Álvarez pidió firmeza en la aplicación de la legislación de seguridad laboral: “No podemos permitir que mina y muerte vuelvan a ir de la mano. Toca exigir seguridad, cumplimiento de la ley y mano dura para quien no la cumple”. El regidor mierense mostró también su respaldo absoluto a la Brigada de Salvamento Minero, destacando que hace apenas seis años recibió la Medalla de Oro de Asturias: “Resulta inexplicable que ahora no se atiendan sus demandas justas y legítimas”. Reclamó que el debate “no se limite al pasado glorioso del carbón, sino que abarque un presente y un futuro que aún están en juego”.
Reivindicación sindical: investigaciones claras y futuro para la Brigada
Los mensajes del ámbito sindical caminaron en la misma dirección, combinando homenaje, indignación y exigencia.
El secretario general de SOMA-FITAG-UGT, José Luis Alperi, recordó que Santa Bárbara es siempre un día “marcado por el luto”, pero este año, remarcó, es “muy negro para la minería”. Exigió que las investigaciones sobre los accidentes se desarrollen con claridad y humanidad: “Hay familias esperando saber qué pasó. Es importante para cerrar un capítulo y depurar responsabilidades”.
Criticó también que decisiones empresariales o carencias en la planificación de Hunosa hayan derivado en conflictos tan graves como el de la Brigada, recordando que “la Inspección de Trabajo ya ha detectado prácticas irregulares en otros sectores mientras los brigadistas siguen sin cobrar lo que les corresponde”. Destacó que el conflicto serás abordado en la reunión del comité intercentros que se celebrará este mismo viernes.
Ruptura del diálogo
Para Alperi, el origen del conflicto está en la ruptura del diálogo: “No se entiende que se niegue una mesa de negociación en un tema que puede llevar a la desaparición de la brigada”. No obstante, mostró un punto de esperanza ante la convocatoria del Comité de Intercentros: “Demos una oportunidad al diálogo social, como siempre se ha hecho”.

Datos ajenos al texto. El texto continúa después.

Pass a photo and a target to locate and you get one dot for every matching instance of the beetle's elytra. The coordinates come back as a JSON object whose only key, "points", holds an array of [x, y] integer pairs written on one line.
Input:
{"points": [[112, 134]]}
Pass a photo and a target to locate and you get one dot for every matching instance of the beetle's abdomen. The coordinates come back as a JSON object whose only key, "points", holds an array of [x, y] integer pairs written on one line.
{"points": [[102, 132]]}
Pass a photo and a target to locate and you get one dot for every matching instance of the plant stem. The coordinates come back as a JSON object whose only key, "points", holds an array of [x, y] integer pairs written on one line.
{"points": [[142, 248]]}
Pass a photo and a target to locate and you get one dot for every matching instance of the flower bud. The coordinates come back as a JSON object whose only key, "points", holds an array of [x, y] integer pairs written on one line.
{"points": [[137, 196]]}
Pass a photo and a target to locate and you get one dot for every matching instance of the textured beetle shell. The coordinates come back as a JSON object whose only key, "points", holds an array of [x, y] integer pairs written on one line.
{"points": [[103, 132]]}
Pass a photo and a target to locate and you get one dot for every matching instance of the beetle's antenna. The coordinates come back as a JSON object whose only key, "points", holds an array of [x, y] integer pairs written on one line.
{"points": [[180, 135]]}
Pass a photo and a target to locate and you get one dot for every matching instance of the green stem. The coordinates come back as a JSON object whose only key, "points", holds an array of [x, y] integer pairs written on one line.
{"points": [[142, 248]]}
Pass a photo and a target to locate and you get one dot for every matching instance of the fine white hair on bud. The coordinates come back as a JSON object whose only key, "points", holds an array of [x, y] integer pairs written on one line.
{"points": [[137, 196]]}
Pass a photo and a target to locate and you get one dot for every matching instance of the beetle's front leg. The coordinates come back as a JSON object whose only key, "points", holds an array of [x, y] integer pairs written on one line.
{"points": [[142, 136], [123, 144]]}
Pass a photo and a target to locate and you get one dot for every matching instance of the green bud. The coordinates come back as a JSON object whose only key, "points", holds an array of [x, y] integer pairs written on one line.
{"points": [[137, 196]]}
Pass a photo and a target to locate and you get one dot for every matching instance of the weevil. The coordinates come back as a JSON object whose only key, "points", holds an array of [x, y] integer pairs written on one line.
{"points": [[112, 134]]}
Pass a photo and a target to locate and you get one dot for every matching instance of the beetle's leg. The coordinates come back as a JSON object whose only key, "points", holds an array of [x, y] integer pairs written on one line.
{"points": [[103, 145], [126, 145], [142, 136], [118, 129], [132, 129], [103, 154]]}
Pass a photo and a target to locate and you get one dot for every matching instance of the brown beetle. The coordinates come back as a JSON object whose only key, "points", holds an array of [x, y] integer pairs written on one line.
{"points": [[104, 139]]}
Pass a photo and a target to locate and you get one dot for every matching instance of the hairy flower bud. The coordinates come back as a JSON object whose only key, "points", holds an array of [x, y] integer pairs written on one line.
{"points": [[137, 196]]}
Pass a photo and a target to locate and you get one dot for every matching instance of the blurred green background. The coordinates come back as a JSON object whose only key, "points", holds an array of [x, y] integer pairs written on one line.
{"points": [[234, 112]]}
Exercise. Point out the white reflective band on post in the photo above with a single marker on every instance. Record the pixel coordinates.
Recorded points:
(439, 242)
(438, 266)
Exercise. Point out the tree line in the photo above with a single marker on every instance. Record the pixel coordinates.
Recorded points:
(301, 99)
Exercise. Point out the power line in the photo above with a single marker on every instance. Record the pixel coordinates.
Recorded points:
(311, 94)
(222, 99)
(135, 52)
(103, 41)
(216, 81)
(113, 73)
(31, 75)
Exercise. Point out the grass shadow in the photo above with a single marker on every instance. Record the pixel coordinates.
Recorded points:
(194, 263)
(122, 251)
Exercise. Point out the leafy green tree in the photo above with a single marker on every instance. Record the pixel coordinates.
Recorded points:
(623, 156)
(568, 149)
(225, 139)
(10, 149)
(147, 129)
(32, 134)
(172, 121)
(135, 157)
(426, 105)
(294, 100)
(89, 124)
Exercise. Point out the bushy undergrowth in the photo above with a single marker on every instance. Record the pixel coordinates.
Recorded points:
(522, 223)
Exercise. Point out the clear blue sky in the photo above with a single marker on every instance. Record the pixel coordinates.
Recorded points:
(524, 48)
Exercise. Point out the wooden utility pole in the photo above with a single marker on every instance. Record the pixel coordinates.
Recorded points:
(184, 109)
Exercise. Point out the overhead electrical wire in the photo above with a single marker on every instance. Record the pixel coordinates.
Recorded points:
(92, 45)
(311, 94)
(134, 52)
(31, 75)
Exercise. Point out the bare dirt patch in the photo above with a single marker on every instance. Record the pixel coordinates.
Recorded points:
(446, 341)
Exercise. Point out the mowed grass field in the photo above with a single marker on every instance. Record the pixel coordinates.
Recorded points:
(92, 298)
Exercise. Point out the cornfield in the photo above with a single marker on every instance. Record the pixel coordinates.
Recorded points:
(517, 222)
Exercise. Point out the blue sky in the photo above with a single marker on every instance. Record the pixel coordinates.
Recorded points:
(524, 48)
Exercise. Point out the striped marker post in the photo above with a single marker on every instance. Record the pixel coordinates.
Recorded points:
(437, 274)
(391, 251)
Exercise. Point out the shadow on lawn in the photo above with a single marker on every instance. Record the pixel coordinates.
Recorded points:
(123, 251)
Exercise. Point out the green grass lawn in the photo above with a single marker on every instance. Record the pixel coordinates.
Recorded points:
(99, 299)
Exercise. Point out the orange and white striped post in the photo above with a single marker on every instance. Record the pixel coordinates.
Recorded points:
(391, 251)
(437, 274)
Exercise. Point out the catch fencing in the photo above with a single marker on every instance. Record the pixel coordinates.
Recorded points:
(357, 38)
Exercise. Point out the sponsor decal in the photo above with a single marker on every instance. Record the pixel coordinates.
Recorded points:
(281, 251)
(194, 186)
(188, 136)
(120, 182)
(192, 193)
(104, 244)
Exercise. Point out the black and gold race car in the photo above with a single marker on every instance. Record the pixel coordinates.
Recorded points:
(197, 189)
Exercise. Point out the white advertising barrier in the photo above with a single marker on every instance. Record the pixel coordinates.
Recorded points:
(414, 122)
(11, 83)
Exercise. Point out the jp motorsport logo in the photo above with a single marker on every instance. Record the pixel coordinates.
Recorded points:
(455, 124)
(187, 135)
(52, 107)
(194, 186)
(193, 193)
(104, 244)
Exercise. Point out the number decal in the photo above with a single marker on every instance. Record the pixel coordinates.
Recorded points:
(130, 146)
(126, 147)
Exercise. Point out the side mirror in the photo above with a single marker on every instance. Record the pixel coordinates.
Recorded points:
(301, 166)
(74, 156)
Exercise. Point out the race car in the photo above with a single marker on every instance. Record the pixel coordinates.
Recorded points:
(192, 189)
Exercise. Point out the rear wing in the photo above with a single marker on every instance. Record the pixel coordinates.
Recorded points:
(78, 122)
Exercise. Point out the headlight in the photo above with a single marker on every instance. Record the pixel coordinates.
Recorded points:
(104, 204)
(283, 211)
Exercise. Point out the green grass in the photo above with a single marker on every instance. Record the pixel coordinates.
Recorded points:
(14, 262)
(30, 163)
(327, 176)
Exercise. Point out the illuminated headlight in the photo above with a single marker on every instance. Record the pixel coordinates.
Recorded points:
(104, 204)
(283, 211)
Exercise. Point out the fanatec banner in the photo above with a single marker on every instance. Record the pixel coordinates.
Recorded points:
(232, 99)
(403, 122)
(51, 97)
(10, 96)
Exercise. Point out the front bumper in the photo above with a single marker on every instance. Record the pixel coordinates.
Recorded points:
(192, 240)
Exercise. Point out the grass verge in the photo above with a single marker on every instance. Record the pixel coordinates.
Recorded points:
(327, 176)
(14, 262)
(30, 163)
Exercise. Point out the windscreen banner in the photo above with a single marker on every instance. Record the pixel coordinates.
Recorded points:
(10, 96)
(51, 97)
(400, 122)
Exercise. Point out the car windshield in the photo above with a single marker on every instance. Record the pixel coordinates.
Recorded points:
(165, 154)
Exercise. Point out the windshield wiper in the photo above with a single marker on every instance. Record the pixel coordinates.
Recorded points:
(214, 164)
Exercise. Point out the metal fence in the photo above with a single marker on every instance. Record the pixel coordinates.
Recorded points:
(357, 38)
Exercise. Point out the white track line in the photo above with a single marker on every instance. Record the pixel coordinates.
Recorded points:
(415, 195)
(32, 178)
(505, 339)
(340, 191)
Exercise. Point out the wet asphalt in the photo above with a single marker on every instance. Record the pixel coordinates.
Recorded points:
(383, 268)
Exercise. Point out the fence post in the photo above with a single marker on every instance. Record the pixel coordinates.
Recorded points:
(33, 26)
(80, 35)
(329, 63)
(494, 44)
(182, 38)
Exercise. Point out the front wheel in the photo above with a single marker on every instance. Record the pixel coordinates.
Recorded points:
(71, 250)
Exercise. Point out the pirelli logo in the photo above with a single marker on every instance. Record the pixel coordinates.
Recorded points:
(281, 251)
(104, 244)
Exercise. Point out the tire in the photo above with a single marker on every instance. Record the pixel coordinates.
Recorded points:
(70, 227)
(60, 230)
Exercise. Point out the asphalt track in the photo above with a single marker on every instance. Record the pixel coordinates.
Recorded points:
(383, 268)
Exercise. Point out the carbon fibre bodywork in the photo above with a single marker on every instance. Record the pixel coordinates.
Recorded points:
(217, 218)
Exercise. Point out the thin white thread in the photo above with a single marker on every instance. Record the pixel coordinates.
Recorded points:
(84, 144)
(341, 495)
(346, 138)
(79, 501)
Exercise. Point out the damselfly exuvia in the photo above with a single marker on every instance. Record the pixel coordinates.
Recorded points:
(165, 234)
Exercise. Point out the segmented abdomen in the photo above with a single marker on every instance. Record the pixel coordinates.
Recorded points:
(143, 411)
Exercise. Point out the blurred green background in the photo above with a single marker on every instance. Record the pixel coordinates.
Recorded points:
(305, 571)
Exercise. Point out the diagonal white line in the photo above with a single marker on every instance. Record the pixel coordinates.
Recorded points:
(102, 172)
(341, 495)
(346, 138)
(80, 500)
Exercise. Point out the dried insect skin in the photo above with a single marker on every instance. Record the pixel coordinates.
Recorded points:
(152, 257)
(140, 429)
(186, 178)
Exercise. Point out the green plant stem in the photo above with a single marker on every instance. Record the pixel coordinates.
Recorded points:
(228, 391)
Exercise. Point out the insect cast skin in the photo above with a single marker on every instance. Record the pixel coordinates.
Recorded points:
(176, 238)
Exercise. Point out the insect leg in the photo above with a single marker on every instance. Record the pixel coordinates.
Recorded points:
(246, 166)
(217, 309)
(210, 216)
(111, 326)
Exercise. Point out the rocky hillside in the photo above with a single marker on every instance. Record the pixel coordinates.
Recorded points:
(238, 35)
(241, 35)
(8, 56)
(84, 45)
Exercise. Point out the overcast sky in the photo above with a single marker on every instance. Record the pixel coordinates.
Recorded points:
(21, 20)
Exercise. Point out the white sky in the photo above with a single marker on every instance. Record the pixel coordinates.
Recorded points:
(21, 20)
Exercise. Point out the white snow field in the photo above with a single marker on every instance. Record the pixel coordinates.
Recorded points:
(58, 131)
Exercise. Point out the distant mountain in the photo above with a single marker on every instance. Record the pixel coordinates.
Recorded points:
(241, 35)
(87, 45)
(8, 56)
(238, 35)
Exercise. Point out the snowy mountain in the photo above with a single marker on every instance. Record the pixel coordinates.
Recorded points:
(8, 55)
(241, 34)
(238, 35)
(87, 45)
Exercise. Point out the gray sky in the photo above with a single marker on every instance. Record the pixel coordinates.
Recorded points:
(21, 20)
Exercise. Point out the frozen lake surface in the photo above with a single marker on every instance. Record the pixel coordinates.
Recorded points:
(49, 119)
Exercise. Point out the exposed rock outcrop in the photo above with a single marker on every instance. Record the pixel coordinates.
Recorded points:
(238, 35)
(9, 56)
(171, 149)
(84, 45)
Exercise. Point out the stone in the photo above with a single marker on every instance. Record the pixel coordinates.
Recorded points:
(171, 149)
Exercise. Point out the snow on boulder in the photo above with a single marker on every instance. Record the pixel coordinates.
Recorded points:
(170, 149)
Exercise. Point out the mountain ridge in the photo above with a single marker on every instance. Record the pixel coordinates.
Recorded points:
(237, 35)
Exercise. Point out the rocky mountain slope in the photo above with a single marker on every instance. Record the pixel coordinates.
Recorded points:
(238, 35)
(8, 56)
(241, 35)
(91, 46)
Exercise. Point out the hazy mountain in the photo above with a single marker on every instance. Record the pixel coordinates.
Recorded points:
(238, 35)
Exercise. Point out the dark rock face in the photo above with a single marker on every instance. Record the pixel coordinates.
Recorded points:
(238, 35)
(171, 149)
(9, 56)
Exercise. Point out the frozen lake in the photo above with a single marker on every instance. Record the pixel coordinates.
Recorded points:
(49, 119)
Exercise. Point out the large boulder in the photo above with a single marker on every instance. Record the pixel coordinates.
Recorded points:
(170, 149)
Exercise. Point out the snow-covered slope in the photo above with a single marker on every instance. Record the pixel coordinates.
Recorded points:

El responsable de Industria de CC OO de Asturias, Nacho Requena, coincidió en la urgencia: “Lo que esperamos es una solución, y con premura”. Afirmó que las negociaciones con la SEPI están abiertas y que existe voluntad para alcanzar un acuerdo que garantice el futuro de Hunosa “sin dejar a nadie atrás”. Requena calificó 2024 como “un año negro, negro como el carbón” y recordó que las investigaciones deben ser serias y diligentes: “Se lo debemos a los muertos y a la verdad”.
También avisó de que, si la solución no llega, los sindicatos tomarán las iniciativas necesarias: “Somos muy de hechos y poco de palabras”.
Santa Bárbara entre pólvora, memoria y exigencias
La ceremonia concluyó entre silencios densos, aplausos contenidos y el eco de los barrenos. Una jornada en la que la nostalgia minera dio paso a un clamor común: “Verdad para las familias, justicia para las víctimas y un horizonte claro para quienes aún sostienen, desde el subsuelo o desde los tajos ya cerrados, la memoria viva del carbón asturiano”. Y al final del acto, un matrimonio del barrio dejó un lamento final: “No entendemos que la llama del Monumento al Minero no se encienda ni el día de Santa Bárbara”.